The BBC has come under fire for its ethics guidance which suggests that modern phrases such as "common era" (CE) and "before common era" (BCE) should be used in place of the more traditional, Christian terms "before Christ" (BC) and "anno domini" (AD), so as not to cause offence to non-Christians.
The proposal has been roundly criticised by both Christian traditionalists and some of the broadcaster's well-known stars. The former Bishop of Rochester, Dr Michael Nazir-Ali believes that the move "amounts to the dumbing down of the Christian basis of our culture, language and history."

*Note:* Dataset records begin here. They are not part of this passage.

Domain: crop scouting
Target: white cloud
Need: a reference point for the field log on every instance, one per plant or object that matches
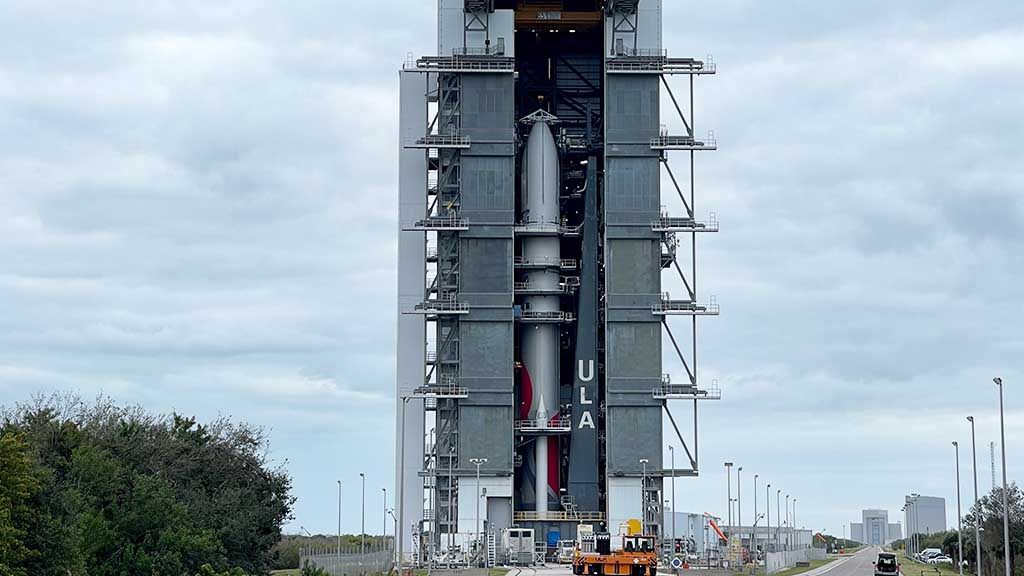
(198, 212)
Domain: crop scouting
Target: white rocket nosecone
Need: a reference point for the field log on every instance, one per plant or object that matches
(540, 204)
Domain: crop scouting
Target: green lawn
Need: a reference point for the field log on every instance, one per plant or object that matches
(910, 567)
(802, 569)
(492, 572)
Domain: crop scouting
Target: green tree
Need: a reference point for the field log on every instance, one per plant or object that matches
(17, 485)
(121, 491)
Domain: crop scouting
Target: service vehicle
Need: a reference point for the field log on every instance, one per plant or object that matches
(638, 557)
(565, 550)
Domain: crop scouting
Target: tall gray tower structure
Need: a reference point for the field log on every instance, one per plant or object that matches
(534, 239)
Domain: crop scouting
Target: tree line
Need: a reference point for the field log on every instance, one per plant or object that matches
(102, 490)
(987, 513)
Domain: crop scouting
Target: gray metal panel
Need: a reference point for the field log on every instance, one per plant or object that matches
(488, 107)
(485, 351)
(499, 513)
(634, 434)
(633, 191)
(412, 270)
(634, 112)
(634, 352)
(486, 266)
(488, 190)
(485, 432)
(634, 268)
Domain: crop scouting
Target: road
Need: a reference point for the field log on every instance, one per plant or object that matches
(860, 564)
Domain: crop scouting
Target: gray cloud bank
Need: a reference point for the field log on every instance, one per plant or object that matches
(198, 212)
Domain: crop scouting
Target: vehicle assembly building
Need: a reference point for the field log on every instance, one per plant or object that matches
(535, 179)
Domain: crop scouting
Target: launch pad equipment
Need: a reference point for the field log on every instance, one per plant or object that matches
(638, 557)
(539, 240)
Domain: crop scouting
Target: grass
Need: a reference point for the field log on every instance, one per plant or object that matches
(802, 569)
(910, 567)
(492, 572)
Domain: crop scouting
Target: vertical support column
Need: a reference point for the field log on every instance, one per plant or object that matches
(412, 327)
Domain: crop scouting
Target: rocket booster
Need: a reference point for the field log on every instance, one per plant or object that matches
(540, 342)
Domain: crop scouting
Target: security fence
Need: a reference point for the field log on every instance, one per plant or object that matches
(350, 561)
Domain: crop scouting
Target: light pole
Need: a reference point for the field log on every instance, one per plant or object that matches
(478, 462)
(363, 521)
(672, 462)
(778, 520)
(754, 531)
(960, 521)
(451, 526)
(643, 492)
(796, 541)
(339, 519)
(400, 503)
(977, 523)
(1006, 507)
(728, 491)
(787, 524)
(739, 508)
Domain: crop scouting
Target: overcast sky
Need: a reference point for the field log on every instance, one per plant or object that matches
(198, 212)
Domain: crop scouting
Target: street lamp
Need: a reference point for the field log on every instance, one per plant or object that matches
(478, 462)
(977, 520)
(739, 508)
(728, 491)
(1006, 507)
(796, 541)
(643, 493)
(754, 532)
(363, 522)
(778, 519)
(960, 522)
(788, 536)
(400, 502)
(384, 490)
(339, 519)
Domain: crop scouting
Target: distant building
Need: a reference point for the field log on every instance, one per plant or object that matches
(875, 529)
(925, 515)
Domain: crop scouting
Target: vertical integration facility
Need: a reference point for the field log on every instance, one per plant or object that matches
(540, 153)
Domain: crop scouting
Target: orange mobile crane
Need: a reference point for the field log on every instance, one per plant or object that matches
(637, 558)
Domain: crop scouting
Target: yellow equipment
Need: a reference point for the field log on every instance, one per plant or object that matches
(637, 558)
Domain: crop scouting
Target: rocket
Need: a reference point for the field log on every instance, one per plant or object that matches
(540, 342)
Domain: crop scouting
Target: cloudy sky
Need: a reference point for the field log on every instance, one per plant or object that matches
(198, 212)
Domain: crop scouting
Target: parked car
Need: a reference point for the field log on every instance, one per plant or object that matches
(886, 565)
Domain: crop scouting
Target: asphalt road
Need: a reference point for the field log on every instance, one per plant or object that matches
(860, 564)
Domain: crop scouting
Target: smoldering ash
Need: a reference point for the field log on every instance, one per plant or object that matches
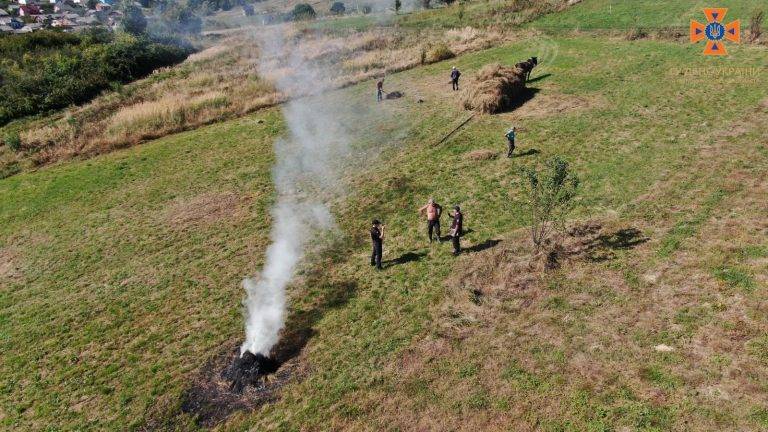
(307, 161)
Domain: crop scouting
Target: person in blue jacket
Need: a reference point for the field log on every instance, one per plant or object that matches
(511, 138)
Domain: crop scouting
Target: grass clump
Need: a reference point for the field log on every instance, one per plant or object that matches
(439, 52)
(494, 89)
(13, 141)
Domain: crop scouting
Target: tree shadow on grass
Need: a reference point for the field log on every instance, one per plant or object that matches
(529, 152)
(524, 96)
(603, 247)
(539, 78)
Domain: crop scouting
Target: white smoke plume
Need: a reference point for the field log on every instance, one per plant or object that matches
(306, 174)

Andrew Marr has defended using the more traditional terms saying: "I say AD and BC because that's what I understand. I don't know what the 'common era' is. Why is it the 'common era' in 20AD and it wasn't the 'common era' in 20BC?" John Humphrys, presenter of BBC Radio 4's Today programme and Mastermind, agreed saying "I will continue to use AD and BC because I don't see a problem. They are terms which most people use and are clearly understood."
Even London mayor, Boris Johnson has had his say over the controversy in his column for today's Telegraph calling it "absolute drivel." He goes on to describe the proposal as "puerile political correctness" and urges all readers "to get out their Basildon Bond and hit the emails."
In a statement issued by the broadcaster's religious and ethics department it said "as the BBC is committed to impartiality it is appropriate that we use terms that do not offend or alienate non-Christians." However, it denied that it was forcing producers to adopt the more secular terms and instead claimed that producers were free to choose the terms they wanted to use.